We especially thank the
reviewers for pointing out interesting extensions and would like to
briefly comment on some of the ideas. We are very much interested in
exploiting other reaction models (such as Michaelis-Menten) to implement
computations in ML algorithms and suspect that there are applications,
especially regarding the common use of exponentiation/log in ML algorithms
which we found difficult to express in the mass action model. Inference
with continuous RVs would be extremely useful for estimating
concentrations! We plan to pursue this idea, but representing beliefs with
molecular species and consequently the associated reaction networks would
look rather different. Closely related algorithms like MaxProduct are much
simpler extensions. Perhaps more farfetched but correspondingly impactful
is the idea of interpreting biological reaction networks as inference
machines. It is likely that microscopic organisms do perform some kind of
inference, and that evolutionary tuning has created (by some measure)

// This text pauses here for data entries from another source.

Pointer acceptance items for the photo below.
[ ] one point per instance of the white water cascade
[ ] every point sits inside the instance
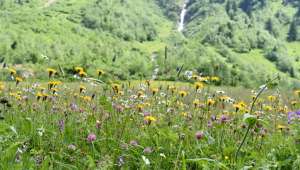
(182, 16)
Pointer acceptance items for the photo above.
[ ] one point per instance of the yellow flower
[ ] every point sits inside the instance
(182, 93)
(51, 71)
(100, 72)
(199, 85)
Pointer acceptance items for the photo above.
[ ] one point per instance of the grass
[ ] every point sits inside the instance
(143, 126)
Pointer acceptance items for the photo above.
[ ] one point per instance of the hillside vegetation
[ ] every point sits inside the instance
(241, 41)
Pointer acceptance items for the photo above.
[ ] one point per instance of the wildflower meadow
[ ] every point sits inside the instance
(95, 124)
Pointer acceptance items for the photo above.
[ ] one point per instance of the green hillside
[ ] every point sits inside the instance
(241, 41)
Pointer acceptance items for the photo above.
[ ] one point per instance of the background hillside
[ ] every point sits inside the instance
(242, 41)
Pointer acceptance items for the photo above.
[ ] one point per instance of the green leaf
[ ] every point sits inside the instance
(207, 160)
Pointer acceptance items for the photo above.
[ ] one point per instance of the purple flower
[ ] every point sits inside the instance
(121, 161)
(91, 137)
(209, 124)
(223, 119)
(293, 115)
(61, 125)
(73, 107)
(72, 147)
(213, 118)
(199, 135)
(147, 150)
(147, 114)
(133, 143)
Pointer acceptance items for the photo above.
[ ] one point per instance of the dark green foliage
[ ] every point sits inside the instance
(119, 36)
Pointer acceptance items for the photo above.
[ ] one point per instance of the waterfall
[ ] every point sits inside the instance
(182, 16)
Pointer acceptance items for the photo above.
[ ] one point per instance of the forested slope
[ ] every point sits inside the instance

efficient implementations. Direct translations between ML algorithms and
reaction networks, such as the one we present here, are a key step to
enable such an analysis. Instead of simply providing tools for molecular
engineers, understanding how bags of wiggling molecules perform inference
represent an opportunity for basic advances in ML. Again, we view this
paper as a first, but solid, step into a new area and feel that the many
interesting extensions and follow-up questions support this point of view.